According to accounts, Mrs. Sodder was awakened near midnight by a disturbing telephone call that ended with weird laughter. Passing it off as a prank, she was headed back to her bed when she realized that the lights downstairs were still on and the doors not locked as she had instructed. Thinking it was only the carelessness of her family, Mrs. Sodder returned to bed. Shortly afterwards, she was again awakened, this time to noises on the roof that sounded “like a rubber ball”. The room began to fill with smoke and Mr. and Mrs. Sodder leapt from their bed to gather their children and escape the burning house. As the family grouped together in the snowy yard, the parents were horrified to discover that their five middle children were not with them.
Mr. Sodder immediately ran for a ladder kept near the house, intending to climb to the second floor window. As flames licked at the eaves, George Sodder saw that the ladder had been removed. The family had no choice but to watch in abject horror as the life they had known was destroyed by soulless flames.
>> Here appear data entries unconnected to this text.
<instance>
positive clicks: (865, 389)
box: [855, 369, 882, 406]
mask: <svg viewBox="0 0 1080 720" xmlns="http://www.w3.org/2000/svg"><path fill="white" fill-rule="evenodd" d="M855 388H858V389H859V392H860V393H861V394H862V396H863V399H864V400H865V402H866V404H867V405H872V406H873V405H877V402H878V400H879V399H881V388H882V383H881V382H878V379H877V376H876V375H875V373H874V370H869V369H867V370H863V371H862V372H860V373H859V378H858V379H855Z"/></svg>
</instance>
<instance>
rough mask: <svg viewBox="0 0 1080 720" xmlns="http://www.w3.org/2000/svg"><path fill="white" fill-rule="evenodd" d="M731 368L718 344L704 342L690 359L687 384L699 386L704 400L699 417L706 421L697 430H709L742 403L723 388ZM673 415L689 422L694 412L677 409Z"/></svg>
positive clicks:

In the next day’s aftermath, onlookers were astonished when no evidence of human remains were found. Further investigation revealed that the telephone line had been cut and the missing ladder was found seemingly tossed down an embankment away from the house. One witness reported seeing the children alive and accompanied by unknown adults in a Charleston hotel after the fire. The following spring, an object was discovered at the site and identified by Army authorities as an incendiary device commonly referred to as a “pineapple”.
The remaining Sodder family would face many years of grief and the torture of uncertainty. The efforts of local authorities, a Washington, D.C. pathologist, The Smithsonian Institute, and the F.B.I. have thus far offered no conclusions. Though rumors still swarm about the fate of five innocent children on a Christmas Eve long ago, the answers may never be known.